Экзамены пошли словно по маслу. Мало того, что я сам отрапортовал на «четыре», так лишний билет сослужил ещё службу и хлопцам. Всё пошло цепочкой: по моему лишнему билету что нужно подзубрил Лёва, а свой потом передал Пискле, Пискля отвечал по Лёвиному, а свой передал Генацвале — и пошло, и поехало. Шпарят хлопцы по-немецки словно репу грызут.
Ирма Генриховна только радуется:
— Gut, Knabe, gut![4]
Ей и невдомёк, почему так вдруг поднялась успеваемость по её предмету: самые тупицы тянутся на «хорошо».
В тот день я ходил в героях. Хлопцы хлопали меня по плечам и хвалили:
— Молодец, выручил!
Беда только в том, что слава о моей находчивости слишком далеко разошлась, и на следующий день после занятий дневальный меня вызвал к комбату.

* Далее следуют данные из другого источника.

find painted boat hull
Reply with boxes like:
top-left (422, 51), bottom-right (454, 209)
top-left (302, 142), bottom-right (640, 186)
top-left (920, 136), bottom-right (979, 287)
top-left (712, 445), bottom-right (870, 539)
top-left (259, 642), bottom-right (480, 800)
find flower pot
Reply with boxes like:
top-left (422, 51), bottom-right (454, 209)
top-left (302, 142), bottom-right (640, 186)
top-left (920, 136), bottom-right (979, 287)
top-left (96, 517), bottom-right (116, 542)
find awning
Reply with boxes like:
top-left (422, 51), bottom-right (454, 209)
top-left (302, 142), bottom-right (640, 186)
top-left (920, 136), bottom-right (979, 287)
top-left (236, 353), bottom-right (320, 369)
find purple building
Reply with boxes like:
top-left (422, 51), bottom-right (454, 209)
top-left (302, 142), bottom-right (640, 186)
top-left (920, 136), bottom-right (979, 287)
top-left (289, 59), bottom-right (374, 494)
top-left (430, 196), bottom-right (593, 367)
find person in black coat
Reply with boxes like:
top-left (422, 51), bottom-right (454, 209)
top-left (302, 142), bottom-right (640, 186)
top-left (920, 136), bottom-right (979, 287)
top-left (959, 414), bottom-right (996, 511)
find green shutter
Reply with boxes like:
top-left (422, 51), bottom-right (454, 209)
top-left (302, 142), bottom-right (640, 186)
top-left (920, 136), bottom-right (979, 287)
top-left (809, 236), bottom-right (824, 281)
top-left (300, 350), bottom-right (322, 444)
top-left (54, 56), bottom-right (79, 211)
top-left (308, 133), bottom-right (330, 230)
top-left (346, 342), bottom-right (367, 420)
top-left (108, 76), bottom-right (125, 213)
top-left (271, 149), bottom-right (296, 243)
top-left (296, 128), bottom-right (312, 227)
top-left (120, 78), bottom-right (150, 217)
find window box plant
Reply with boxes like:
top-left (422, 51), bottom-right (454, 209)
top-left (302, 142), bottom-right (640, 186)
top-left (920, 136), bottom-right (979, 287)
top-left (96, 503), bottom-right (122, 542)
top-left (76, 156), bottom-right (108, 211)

Я иду к нему с чистой совестью, забыв и думать об вчерашнем экзамене. Даже отрапортовав о своем прибытии, не мог догадаться, что у того на уме.
Сидя за столом, подполковник Асташевский как-то ехидно на меня посмотрел и спросил тоже ехидно:
— Ну, как успехи?
— Хорошие, — насторожился я.
— И по немецкому?
Тут моя душа и ушла под лёд: неужели знает, неужели выдали? Словом, чует кошка, чьё сало съела. Но виду не подал:
— И по немецкому — «четыре»…
— Липовая! — крикнул он и, поднявшись из-за стола, начал ходить по канцелярии. Я стою ни жив и ни мёртв, поворачиваю за ним голову, делаю на него равнение.
Разговор был долгий и тяжёлый. Точнее говоря, говорил только он, а я слушал, проглотив язык, какой я нехороший. Я — пройдоха и лжец. У меня совесть и не ночевала. Я не достоин того, чтобы носить погоны. Я запятнал честь батареи. Подполковник ещё подумает, что со мной делать.
— Фокусник, — заключил он и на этом, кажется, выдохнулся. Но ненадолго.
Вернувшись за стол, он заговорил снова, только уже более спокойно:
— Как будет по-немецки «есть»?
— Ист, — не дал я маху.
— Вот и проспрягай мне это «ист», чтобы я поверил твоей четвёрке.
Ну что же он думает, я совсем уж дурак необразованный? Да это его «ист» у нас в зубах застряло. И, приободрившись, я бойко начал:
— Их бин!
И, как это часто бывает, от волнения у меня вдруг всё вылетело из головы. В растерянности я не могу вспомнить, как оно будет дальше. «Их бин» — это значит «я есть». «Ты» — по-немецки будет «ду». А как же здесь изменится ихнее проклятое «ист»?
— Ду… ду… — вслух вспоминаю я.
— Бина? — хитро прищурил глаза подполковник, и я обрадовался подсказке:
— Ду бина!
И тут только спохватился:
— Нет! Ду Бист!
Но уже было поздно: что надо, подполковник выведал.
— Вот что, ду-бина, — подвёл он итог, — вскоре все получат месячный отпуск и поедут к родителям, а «ду», — тут он тыкнул в мою сторону пальцем, — будешь сидеть у меня в казарме и зубрить. Фокусник! И запомни, ты у меня отсюда выйдешь хорошо подкованный.
Ох и зарезал меня этот Маятник без ножа. И дались ему эти подковы!